Two out of every three Iowa adults is obese or overweight, according to a new national report, ranking the state 12th in the U.S. for poorest health — the same as a year ago. Dr. Mariannette Miller-Meeks, the director of the Iowa Department of Public Health, says efforts are well underway to reverse the trend and she predicts we’ll start seeing results sooner, not later.

She says it’s easy to live healthier. “People don’t have to go out and do a programmed physical aerobics program for 30 minutes or an hour or two hours a day,” Miller-Meeks says.

“Just eating less, a plant slant to your diet, and trying to get in 30 minutes of exercise a day.” The report from the Trust for America’s Health says Iowa’s obesity rate was steady in 2012. It pegged the statewide obesity rate at 30.4 percent while another 34.3- percent of Iowans are overweight.

She says obesity is a “major health concern.” The state has launched multiple programs which Miller-Meeks says aim to spread the message that exercise is vital — and we can all carve out a portion of our day for it. “Even if it’s walking, parking your car further from the building that you’re entering, taking the stairs one flight instead of taking an elevator, all of those things are going to help us to get people healthier and to address the needs and concerns we have,” Miller-Meeks says.

“Not just responding to a survey, but because we want people to be healthier in our state.” A federal report issued a few weeks ago found a slight drop in obesity rates among some of the youngest Iowans in low-income households.

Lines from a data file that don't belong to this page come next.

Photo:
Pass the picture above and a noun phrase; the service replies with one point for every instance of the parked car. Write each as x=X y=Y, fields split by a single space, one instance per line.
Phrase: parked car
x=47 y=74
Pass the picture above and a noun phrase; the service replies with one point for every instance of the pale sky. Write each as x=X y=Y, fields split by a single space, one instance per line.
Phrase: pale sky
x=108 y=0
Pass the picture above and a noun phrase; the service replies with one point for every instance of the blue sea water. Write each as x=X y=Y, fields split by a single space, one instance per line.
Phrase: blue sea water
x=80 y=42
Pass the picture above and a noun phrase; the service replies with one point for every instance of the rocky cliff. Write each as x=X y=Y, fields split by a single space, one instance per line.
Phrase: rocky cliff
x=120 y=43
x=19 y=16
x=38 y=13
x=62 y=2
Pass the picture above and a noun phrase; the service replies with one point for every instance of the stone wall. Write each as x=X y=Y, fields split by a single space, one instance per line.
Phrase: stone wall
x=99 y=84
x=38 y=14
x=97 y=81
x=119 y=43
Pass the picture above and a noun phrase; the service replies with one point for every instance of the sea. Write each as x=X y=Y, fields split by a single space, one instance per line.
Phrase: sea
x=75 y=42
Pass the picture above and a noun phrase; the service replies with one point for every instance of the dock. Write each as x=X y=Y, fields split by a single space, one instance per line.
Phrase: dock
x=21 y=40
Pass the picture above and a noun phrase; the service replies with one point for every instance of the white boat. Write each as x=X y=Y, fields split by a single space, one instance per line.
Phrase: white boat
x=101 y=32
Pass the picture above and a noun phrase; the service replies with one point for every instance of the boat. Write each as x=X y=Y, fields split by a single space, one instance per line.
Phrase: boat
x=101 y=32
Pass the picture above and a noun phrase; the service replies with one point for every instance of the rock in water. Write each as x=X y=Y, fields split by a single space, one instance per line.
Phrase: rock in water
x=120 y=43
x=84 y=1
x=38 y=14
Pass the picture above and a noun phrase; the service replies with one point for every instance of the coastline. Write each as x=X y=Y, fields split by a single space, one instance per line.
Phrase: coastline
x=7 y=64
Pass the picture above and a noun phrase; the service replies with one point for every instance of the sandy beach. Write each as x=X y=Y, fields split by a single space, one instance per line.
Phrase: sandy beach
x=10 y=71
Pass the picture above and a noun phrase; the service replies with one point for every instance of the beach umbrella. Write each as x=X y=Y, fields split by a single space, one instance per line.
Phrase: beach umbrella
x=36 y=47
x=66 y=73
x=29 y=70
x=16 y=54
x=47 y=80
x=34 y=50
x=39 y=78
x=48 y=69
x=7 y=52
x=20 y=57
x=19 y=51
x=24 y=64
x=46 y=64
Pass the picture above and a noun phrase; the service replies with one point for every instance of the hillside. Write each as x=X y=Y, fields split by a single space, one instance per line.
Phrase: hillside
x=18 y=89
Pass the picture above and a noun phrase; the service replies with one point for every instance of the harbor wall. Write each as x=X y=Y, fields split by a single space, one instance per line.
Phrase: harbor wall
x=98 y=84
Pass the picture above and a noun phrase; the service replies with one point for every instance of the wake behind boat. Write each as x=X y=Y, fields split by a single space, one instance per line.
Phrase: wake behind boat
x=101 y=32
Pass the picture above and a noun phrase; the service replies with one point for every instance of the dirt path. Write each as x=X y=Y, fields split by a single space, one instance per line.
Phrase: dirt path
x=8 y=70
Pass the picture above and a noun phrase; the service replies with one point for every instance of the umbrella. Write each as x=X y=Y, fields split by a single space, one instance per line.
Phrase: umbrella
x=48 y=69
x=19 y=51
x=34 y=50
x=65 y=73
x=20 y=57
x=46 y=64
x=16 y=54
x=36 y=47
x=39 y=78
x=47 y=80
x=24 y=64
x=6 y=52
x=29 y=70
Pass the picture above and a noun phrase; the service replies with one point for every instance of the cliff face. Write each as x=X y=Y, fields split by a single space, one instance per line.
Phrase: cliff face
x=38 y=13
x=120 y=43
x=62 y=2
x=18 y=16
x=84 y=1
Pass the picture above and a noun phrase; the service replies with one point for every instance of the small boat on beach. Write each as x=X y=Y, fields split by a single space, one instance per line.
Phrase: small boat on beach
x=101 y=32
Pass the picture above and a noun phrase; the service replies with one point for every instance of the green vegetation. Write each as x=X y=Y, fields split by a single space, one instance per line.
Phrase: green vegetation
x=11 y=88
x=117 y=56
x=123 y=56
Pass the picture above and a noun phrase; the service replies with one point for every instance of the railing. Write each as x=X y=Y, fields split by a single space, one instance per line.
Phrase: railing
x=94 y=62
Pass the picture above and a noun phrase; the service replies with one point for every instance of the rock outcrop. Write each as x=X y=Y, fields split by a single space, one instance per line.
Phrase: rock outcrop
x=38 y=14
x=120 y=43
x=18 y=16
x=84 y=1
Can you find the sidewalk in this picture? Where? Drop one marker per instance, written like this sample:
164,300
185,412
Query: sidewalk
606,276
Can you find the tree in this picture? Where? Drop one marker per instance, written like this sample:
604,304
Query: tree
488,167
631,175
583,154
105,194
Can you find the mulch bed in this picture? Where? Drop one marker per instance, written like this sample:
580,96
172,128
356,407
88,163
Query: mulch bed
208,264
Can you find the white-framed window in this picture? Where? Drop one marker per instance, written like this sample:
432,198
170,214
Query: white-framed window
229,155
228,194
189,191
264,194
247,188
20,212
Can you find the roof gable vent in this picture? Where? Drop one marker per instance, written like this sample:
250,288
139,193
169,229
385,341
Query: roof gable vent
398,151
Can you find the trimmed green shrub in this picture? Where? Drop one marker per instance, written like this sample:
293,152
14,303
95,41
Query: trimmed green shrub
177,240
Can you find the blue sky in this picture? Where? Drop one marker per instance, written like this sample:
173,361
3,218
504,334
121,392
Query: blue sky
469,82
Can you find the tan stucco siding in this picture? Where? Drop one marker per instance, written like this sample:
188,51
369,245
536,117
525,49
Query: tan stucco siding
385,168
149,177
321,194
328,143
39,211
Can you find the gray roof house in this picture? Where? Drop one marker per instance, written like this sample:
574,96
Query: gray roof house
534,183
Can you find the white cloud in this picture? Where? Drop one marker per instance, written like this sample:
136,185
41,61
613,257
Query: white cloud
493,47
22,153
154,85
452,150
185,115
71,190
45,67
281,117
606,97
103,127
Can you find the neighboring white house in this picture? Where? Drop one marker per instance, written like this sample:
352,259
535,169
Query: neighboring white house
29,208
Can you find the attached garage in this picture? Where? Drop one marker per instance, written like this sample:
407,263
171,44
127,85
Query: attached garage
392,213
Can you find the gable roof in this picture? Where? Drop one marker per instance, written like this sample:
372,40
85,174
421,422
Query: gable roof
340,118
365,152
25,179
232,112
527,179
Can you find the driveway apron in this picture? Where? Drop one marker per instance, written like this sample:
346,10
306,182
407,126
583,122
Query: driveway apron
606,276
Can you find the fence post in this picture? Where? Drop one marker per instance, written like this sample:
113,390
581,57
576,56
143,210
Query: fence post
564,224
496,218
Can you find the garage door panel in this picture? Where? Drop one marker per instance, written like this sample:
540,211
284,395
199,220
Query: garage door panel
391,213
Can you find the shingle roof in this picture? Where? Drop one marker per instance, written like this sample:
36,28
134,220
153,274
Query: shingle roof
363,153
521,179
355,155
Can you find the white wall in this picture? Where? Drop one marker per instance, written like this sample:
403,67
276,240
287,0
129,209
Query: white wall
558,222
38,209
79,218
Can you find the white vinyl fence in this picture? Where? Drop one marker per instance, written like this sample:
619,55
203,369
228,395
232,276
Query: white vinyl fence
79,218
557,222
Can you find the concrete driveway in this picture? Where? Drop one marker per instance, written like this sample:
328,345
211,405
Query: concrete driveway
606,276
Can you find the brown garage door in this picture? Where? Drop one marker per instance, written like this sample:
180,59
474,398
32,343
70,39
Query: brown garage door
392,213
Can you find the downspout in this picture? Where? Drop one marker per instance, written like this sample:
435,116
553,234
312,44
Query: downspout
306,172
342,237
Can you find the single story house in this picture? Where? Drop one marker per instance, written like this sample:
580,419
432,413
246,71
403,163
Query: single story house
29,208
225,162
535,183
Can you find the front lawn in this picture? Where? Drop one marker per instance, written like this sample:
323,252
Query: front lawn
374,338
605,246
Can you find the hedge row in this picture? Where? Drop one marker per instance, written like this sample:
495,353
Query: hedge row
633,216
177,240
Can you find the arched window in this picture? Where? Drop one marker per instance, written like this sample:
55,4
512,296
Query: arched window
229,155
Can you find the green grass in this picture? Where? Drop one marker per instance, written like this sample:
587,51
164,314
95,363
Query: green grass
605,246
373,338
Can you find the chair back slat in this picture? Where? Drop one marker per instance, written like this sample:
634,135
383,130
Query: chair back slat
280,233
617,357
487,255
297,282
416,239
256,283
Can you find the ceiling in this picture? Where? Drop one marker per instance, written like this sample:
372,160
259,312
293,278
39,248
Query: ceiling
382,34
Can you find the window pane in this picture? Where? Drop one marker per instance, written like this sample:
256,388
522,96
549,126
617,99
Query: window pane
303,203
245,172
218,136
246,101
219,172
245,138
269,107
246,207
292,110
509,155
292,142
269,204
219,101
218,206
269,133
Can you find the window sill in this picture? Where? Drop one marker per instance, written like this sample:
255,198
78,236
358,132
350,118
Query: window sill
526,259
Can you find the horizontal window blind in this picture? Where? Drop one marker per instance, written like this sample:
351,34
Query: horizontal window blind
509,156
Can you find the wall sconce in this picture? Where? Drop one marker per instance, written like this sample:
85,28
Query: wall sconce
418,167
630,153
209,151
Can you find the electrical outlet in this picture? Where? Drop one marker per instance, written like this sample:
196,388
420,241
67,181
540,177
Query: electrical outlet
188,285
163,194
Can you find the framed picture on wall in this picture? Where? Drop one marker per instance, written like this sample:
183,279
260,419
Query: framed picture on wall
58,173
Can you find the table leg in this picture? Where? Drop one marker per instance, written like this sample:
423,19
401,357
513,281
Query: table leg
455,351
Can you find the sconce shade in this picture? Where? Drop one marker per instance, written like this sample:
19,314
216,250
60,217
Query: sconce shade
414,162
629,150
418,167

“We saw a decrease in the WIC population, two- to four-year-olds,” Miller-Meeks says. “That’s extremely important. We’re very pleased with that and the reason is because if you’re obese when you’re young, you tend to be obese when you get older.”

The report from the Trust for America’s Health is called, “F as in Fat: How Obesity Threatens America’s Future.” It finds Iowa is one of 13 states with adult obesity rates above 30-percent.